The construction industry in Tanzania has evolved over the years to include more and more capabilities, such as all kinds of civil works (roads, bridges) and more advanced forms of residential and commercial buildings, as well as electrical and specialist fields. Between 1997 and 2005 the number of registered construction contractors grew from about 100 to about 1400.
Certain firms involved in particular types of investment in Tanzania may obtain incentives, such as tax incentives, when carrying out their projects. The criteria differ depending on the public body responsible for handling the kind of firm seeking incentive. For firms falling under the Tanzania Investment Centre, the main criterion is that the investment project exceeds $300,000 for projects wholly owned by foreign investors and $100,000 for projects wholly owned by local investors. Infrastructure (for example, road construction, bridges, airports, railways, electricity generation, telecommunication, water services and export processing zones) and commercial buildings are relevant to the construction industry. As many construction firms are often not the owners of the final projects, it is often difficult for contractors to get incentives under the Tanzania Investment Act because of the way wholly owned is interpreted by the authorities.
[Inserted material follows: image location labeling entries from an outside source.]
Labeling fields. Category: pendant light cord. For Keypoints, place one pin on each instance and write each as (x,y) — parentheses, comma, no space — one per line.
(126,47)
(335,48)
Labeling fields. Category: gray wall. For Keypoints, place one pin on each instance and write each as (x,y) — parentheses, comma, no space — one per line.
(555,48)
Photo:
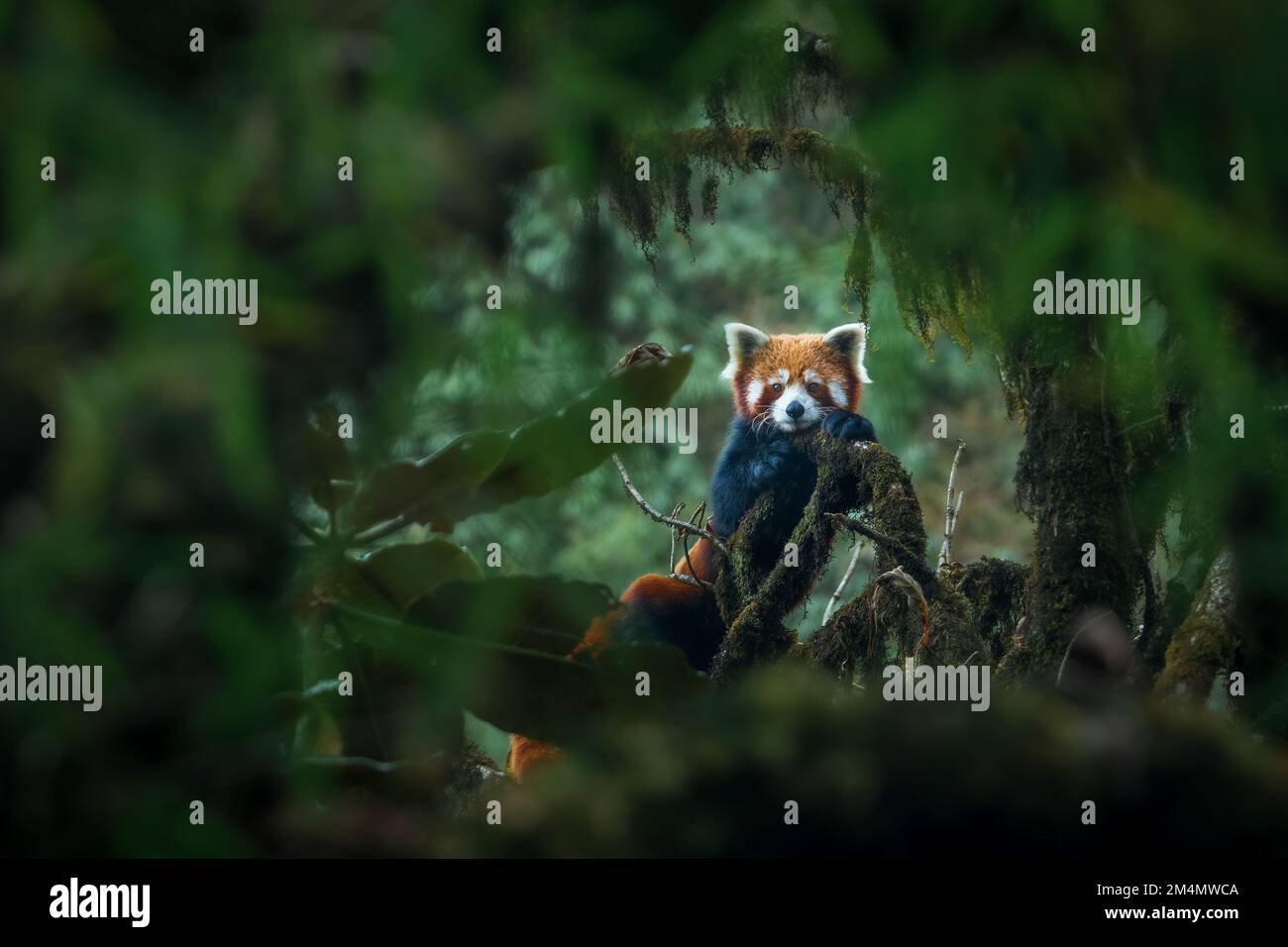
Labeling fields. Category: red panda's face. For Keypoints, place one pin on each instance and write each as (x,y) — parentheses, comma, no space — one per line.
(793,381)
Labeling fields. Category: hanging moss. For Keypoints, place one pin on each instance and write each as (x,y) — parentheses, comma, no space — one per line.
(709,198)
(682,210)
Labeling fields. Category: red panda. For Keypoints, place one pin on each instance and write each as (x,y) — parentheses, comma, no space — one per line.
(782,384)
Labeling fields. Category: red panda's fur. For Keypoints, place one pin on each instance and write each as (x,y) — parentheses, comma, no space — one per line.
(828,372)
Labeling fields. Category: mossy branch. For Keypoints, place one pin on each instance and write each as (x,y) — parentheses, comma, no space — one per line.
(755,595)
(1207,639)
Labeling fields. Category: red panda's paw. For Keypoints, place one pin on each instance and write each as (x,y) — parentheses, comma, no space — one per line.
(849,425)
(524,754)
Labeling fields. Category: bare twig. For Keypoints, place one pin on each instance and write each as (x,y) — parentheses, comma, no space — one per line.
(913,594)
(694,579)
(309,532)
(679,525)
(675,535)
(951,510)
(912,561)
(362,539)
(845,579)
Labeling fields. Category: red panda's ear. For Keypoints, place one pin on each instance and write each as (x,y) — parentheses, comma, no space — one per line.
(743,343)
(850,341)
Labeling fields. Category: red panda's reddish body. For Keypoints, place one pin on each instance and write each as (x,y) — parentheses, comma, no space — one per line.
(782,384)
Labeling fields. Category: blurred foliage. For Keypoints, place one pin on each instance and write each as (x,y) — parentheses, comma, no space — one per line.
(475,170)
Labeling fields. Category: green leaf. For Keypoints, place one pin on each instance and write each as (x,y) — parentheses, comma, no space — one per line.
(554,450)
(482,471)
(391,578)
(434,489)
(503,646)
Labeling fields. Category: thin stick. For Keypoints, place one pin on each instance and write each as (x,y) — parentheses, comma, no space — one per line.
(670,564)
(892,544)
(399,522)
(949,510)
(313,535)
(901,578)
(845,579)
(694,579)
(683,526)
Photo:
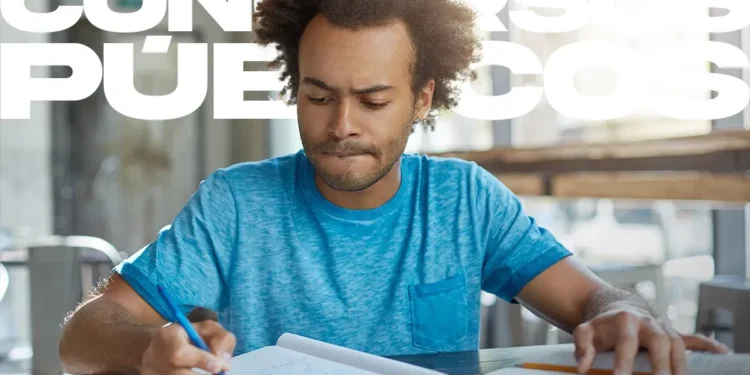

However the Tanzania Revenue Authority exempts generic plant and equipment used in construction from VAT as well as duty on importation into the country.
Many mandatory requirements are placed on construction firms, ranging from registration requirements to operating requirements. However, these regulations have been hampered by poor monitoring and weak enforcement by the regulatory bodies, which has permitted many contractors to ignore several laws. Government capacity and willingness to police and punish offenders is set to increase.